Identitas Politik Islam

OLEH: HASANUDDIN

POLITIK beridentitas, tentu seperti itu. Tidak ada kegiatan politik yang tidak memiliki identitas. Karena identitas itu suatu keniscayaan untuk mengenali sesuatu. Bagaimana suatu aktivitas politik dapat membangun pengaruh, jika tidak jelas identitasnya.

Di mana pun seperti itu. Lihatlah misalnya bagaimana Emmanuel Macron menginjak-injak simbol-simbol Islam di Prancis, dan berdiri di barisan Charlie Hebdo, majalah kaum atheis di Prancis itu. Kenapa Macron memilih sikap berdiri bersama kaum atheis, karena populasi kaum atheis di Prancis sangat besar, diperkirakan sekitar 35 persen warga Prancis itu atheis.

Menurut Eurobarometer Poll terbaru 2005, [36] 34% warga Prancis merespon bahwa “mereka mempercayai adanya Tuhan”, sementara 27% menjawab “mereka percaya terdapat suatu jenis ruh atau kekuatan hidup” dan 33% menyatakan “mereka tidak percaya adanya suatu jenis ruh, Tuhan, atau kekuatan hidup”. Satu survei lain menyatakan 32% penduduk di Prancis ateis, dan 32% lainnya “meragukan adanya Tuhan tetapi bukan ateis”. [37]

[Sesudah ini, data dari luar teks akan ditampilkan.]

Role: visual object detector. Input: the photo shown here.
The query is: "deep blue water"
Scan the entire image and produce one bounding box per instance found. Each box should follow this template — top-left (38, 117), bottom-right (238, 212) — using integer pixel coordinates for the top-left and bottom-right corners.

Jumlah komunitas Yahudi di Prancis mencapai 600.000 menurut World Jewish Congress dan merupakan yang terbesar di Eropa. Perkiraan jumlah Muslim di Prancis selalu bermacam. Menurut sensus Prancis 1999, terdapat 3.7 juta orang dengan “kemungkinan kepercayaan Muslim” di Prancis (6.3% dari total populasi). Tahun 2003, Kementerian Dalam Negeri Prancis memperkirakan jumlah Muslim mencapai 5-6 juta.

Dengan demikian dapat kita katakan bahwa saat ini Prancis telah menjadi negara atheis.

Perhatikan pula bagaimana pilpres di Amerika, ketika pada pilpres lalu Trum menangkan kontestasi dengan menggunakan isu rasis. Kini Joe Biden membalas kekalahan Partai Demokrat juga dengan menggunakan strateg politik identitas. Beberapa kali Biden menggunakan hadits, bahkan ayat-ayat Al-Quran dalam kampanye virtual mereka dengan komunitas Muslim di Amerika. Hasilnya, Trump kalah telak.